DOCS_PATH = "main_data/"

# retrieve all PDF files in said folder
files = os.listdir(DOCS_PATH)
pdf_files = [os.path.join(DOCS_PATH, file) for file in files if file.endswith(".pdf")]

In [4]:
pdf_files

['main_data/Wahlpflichtmodule_Master-Informatik_WS23_Stand_21-Sep-2023.pdf',
 'main_data/119_ZuSMa_Senat_18012022.pdf',
 'main_data/Infoveranstaltung_Masterstudiengaenge-Informatik_HTWG-Konstanz.pdf',
 'main_data/124_SPOMa_AT_Senat_08112022.pdf',
 'main_data/Modulhandbuch_MSI_SS23_Stand_10-Jan-2023.pdf',
 'main_data/SPO_MSI_SPONr5_Senat_10122019.pdf']

In [5]:
from haystack.nodes import PDFToTextConverter

converter_pdf = PDFToTextConverter(remove_numeric_tables=True, valid_languages=["de"])

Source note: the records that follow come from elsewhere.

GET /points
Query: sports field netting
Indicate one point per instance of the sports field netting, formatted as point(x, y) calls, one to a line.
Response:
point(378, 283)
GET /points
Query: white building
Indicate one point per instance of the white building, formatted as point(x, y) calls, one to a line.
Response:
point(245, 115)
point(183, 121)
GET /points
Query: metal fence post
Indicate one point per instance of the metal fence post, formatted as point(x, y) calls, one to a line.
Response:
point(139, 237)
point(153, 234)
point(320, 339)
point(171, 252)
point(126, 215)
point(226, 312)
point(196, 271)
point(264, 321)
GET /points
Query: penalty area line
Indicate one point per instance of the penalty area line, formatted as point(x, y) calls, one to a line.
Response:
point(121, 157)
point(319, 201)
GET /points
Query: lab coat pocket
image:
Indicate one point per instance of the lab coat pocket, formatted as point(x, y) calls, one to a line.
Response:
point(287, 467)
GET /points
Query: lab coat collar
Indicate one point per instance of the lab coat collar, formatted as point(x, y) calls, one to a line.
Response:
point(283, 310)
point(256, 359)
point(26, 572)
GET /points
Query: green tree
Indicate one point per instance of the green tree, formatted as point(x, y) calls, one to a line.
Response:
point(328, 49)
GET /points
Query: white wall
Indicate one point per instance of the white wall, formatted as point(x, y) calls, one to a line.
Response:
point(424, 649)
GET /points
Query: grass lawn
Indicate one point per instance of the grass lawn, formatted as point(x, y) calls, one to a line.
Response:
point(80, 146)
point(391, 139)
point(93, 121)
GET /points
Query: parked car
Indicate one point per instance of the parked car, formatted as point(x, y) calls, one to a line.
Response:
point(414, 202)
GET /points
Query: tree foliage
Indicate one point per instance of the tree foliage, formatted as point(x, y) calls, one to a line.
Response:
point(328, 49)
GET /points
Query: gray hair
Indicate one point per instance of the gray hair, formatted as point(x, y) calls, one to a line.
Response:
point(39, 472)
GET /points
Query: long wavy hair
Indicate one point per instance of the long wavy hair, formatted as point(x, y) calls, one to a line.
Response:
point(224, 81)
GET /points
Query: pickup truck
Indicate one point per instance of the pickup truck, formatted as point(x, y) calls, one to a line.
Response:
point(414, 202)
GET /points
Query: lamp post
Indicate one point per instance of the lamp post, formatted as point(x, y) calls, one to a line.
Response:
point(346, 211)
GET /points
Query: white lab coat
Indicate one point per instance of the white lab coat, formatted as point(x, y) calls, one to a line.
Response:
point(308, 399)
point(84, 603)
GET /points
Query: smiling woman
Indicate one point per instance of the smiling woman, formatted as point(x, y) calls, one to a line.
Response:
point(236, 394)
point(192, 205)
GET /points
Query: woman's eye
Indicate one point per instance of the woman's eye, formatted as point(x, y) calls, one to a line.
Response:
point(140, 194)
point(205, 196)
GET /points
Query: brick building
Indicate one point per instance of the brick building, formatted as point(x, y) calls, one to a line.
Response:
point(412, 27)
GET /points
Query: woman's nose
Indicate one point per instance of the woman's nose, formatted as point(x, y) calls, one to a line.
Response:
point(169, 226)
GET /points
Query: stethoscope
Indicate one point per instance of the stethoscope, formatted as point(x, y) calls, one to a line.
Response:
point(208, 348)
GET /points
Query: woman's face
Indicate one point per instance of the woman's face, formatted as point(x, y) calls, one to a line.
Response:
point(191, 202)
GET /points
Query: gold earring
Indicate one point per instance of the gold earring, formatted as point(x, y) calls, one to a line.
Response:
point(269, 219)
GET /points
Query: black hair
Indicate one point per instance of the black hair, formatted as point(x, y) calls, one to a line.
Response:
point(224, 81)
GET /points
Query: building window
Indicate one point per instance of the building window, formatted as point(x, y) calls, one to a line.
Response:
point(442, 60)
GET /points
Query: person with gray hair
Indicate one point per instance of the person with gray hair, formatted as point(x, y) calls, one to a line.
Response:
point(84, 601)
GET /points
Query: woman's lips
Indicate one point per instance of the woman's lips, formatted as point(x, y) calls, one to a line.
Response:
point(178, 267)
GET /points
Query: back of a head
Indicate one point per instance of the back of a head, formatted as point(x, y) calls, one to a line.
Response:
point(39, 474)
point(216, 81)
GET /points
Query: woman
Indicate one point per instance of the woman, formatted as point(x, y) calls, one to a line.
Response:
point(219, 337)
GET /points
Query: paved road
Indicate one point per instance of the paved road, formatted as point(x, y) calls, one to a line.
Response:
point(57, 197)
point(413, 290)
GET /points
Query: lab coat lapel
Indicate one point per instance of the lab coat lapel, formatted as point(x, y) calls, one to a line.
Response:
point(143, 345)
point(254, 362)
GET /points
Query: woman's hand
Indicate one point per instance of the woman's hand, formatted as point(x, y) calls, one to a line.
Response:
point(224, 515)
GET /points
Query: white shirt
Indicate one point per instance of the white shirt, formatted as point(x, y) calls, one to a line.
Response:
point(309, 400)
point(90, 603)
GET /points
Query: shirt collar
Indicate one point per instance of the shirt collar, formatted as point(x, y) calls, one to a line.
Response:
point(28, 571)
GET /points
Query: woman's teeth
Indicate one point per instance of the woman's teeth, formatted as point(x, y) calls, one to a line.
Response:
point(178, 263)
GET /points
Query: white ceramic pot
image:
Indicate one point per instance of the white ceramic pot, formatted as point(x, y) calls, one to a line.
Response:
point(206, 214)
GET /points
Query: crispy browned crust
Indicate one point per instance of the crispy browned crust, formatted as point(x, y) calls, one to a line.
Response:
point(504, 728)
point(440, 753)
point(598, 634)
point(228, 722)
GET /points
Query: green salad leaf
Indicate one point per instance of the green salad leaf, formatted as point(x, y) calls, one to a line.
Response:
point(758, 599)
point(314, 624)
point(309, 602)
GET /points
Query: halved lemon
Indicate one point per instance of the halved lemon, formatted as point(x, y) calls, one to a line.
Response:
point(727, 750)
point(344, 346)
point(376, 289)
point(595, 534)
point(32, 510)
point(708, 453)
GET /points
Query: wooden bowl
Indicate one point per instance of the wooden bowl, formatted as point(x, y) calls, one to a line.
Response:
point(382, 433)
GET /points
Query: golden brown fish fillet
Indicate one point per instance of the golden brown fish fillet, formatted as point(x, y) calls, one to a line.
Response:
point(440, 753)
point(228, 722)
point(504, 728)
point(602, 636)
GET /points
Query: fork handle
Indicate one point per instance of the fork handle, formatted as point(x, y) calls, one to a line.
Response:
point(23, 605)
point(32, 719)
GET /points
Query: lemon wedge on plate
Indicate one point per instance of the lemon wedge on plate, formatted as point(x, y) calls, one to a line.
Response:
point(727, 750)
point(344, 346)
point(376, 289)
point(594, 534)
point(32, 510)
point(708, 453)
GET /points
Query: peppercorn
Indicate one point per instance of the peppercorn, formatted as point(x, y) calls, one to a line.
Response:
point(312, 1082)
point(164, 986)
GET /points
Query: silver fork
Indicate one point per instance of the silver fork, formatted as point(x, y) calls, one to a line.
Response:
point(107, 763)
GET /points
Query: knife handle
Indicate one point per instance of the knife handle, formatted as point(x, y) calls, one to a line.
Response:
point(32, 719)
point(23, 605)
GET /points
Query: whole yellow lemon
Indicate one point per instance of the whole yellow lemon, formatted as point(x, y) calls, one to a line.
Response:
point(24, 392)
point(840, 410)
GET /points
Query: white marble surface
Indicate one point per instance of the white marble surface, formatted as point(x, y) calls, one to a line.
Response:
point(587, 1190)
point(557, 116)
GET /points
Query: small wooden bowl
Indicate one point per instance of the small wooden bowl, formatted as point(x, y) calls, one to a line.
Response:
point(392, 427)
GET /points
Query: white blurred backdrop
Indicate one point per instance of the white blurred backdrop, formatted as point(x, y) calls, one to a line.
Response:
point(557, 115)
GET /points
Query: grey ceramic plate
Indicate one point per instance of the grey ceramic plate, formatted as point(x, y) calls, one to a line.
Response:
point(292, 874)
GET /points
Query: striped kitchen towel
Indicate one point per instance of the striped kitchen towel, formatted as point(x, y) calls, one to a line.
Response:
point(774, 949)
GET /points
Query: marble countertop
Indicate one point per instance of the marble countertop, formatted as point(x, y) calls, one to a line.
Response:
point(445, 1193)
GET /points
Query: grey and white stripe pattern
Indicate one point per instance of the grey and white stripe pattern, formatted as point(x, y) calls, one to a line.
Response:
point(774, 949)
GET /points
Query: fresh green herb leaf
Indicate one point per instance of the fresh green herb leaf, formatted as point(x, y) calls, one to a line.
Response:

doc_pdf_all = [converter_pdf.convert(file_path=path, meta=None)[0] for path in pdf_files]

In [6]:
from haystack.nodes import PreProcessor

# This is a default usage of the PreProcessor.
# The split_length is essential in managing document chunks.
preprocessor = PreProcessor(
    clean_empty_lines=True,
    clean_whitespace=True,
    clean_header_footer=True,
    split_by="word",
    split_length=500,
    split_respect_sentence_boundary=True,
)
docs_default = preprocessor.process(doc_pdf_all)

Preprocessing: 100%|████████████████████████████| 6/6 [00:00<00:00, 20.44docs/s]


In [7]:
from haystack.document_stores import InMemoryDocumentStore

# Setup Document Store
document_store = InMemoryDocumentStore(use_bm25=True)
document_store.write_documents(docs_default)

document_store

Updating BM25 representation...: 100%|█████| 84/84 [00:00<00:00, 2706.38 docs/s]


<haystack.document_stores.memory.InMemoryDocumentStore at 0x7f52985e6cb0>

In [8]:
from haystack.nodes import BM25Retriever

# Initialize Retriever
bm25_retriever = BM25Retriever(document_store=document_store)

In [9]:
query = "Was sind die Zulassungsvorraussetzungen für ein Master Studium?"

In [10]:
from haystack.pipelines import DocumentSearchPipeline
from haystack.utils import print_documents

# If we want to ask questions directly we can use the pre-loaded reader (roberta-base)
p_extractive_premade = DocumentSearchPipeline(bm25_retriever)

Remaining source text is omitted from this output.